Background: Female genital mutilation (FGM) or female circumcision is the removal of variable amounts of tissue from the female external genitalia. It is practised all over the world on very young girls. This study was conducted in Sudan where FGM is a criminal offence and not a religious dictate. We assessed the knowledge, attitudes, and perceptions of this practice among Khartoum university students and compared the differences between male and female student responses.
Methods: An anonymised detailed questionnaire was distributed among the university students. In addition to the participant’s age, marital status, course studying, details regarding their attitude, knowledge of the practice of FGM, and their own experiences were collected.
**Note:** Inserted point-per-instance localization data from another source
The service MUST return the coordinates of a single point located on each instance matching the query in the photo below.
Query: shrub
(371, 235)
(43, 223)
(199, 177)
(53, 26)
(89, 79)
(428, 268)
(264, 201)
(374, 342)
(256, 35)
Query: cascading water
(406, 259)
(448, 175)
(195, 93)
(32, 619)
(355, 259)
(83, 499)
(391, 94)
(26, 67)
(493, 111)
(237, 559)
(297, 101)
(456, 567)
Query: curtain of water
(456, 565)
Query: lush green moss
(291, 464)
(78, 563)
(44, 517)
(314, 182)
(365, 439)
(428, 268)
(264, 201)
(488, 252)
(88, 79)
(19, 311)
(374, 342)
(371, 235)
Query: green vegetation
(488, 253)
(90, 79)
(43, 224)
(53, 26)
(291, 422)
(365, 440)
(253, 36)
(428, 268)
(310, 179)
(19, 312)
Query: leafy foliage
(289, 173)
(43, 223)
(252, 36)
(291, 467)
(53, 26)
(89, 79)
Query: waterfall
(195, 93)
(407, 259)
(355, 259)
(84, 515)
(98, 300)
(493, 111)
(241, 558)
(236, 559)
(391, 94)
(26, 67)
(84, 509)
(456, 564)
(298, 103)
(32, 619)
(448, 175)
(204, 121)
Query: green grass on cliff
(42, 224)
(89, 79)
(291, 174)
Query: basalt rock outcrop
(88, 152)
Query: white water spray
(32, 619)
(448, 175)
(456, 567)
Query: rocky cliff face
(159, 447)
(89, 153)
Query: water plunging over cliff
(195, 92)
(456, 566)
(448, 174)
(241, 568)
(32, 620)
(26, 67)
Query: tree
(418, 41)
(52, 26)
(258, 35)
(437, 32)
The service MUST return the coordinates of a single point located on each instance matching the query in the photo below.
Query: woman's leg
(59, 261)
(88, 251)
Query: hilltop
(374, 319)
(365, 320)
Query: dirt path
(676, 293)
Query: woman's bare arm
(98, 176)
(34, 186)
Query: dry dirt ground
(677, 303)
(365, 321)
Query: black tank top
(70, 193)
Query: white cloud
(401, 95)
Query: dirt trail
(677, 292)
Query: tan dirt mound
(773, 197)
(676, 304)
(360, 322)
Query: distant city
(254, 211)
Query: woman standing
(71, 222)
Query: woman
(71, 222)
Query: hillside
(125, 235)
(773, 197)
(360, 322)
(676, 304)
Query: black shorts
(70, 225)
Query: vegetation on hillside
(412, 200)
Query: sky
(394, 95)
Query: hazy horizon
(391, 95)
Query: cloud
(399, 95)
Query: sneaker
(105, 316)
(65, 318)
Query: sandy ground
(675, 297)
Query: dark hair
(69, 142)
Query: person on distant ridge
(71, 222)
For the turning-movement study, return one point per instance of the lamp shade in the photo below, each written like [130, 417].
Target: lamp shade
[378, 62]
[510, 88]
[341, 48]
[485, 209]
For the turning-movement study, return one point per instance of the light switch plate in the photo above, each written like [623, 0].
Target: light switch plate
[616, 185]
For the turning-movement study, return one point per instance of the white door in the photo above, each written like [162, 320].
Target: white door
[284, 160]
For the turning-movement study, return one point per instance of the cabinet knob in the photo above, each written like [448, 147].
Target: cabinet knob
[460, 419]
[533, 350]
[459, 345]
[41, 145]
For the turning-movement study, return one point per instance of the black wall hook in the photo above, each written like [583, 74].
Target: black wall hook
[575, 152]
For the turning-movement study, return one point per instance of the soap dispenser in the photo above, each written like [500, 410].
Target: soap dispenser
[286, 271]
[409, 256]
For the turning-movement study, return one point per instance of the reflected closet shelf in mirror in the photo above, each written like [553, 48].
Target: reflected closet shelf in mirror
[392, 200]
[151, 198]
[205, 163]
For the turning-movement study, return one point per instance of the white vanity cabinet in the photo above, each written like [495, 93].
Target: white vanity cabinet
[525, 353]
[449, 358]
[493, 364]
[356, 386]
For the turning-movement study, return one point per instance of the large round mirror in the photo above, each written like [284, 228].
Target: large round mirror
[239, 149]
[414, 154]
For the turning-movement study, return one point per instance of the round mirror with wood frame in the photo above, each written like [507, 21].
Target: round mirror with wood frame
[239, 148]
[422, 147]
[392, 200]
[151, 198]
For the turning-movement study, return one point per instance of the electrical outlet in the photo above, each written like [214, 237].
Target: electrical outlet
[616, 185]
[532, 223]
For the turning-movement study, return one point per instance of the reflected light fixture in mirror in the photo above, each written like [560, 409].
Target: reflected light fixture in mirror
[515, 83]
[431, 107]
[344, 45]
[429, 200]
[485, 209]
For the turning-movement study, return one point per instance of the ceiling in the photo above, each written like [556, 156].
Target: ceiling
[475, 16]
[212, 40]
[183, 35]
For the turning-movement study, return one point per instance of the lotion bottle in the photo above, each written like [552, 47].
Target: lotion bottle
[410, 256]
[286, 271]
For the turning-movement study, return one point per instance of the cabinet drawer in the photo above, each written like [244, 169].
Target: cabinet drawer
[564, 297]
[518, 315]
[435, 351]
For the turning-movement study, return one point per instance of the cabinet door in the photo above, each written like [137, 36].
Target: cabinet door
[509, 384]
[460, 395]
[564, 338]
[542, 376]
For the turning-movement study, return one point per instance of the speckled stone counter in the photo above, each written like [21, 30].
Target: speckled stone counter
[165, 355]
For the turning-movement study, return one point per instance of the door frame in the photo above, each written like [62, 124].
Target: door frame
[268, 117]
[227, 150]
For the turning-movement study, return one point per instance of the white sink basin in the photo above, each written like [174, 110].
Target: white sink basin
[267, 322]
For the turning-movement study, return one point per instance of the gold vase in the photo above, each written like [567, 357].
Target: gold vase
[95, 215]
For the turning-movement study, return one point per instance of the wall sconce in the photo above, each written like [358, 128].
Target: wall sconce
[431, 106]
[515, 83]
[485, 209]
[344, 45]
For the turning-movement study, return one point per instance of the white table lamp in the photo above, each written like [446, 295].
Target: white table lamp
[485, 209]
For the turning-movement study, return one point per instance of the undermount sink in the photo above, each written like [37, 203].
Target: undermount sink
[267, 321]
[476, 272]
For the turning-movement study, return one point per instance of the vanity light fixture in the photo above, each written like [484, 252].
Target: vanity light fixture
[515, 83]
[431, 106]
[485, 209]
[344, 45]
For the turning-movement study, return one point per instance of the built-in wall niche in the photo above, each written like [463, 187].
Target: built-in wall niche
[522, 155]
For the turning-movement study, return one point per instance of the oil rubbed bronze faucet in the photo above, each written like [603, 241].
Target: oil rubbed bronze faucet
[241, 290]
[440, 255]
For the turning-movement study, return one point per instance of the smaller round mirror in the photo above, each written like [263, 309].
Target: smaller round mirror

Results: Of the 500 questionnaires distributed, 414 (82.8%) were returned from 192 (46%) females and 222 (54%) males. 109 (56.8%) of the female respondents were themselves circumcised.18.8% of the male students and 9.4% of the female students thought FGM was recommended by their religion. Only 90 (46.9%) female students compared with 133 (59.9%) male students thought FGM was illegal. Though 16 (8.3%) female respondents thought FGM would increase their chances of marriage, the majority, 166 (74.8%), of the male students would prefer a non-circumcised female.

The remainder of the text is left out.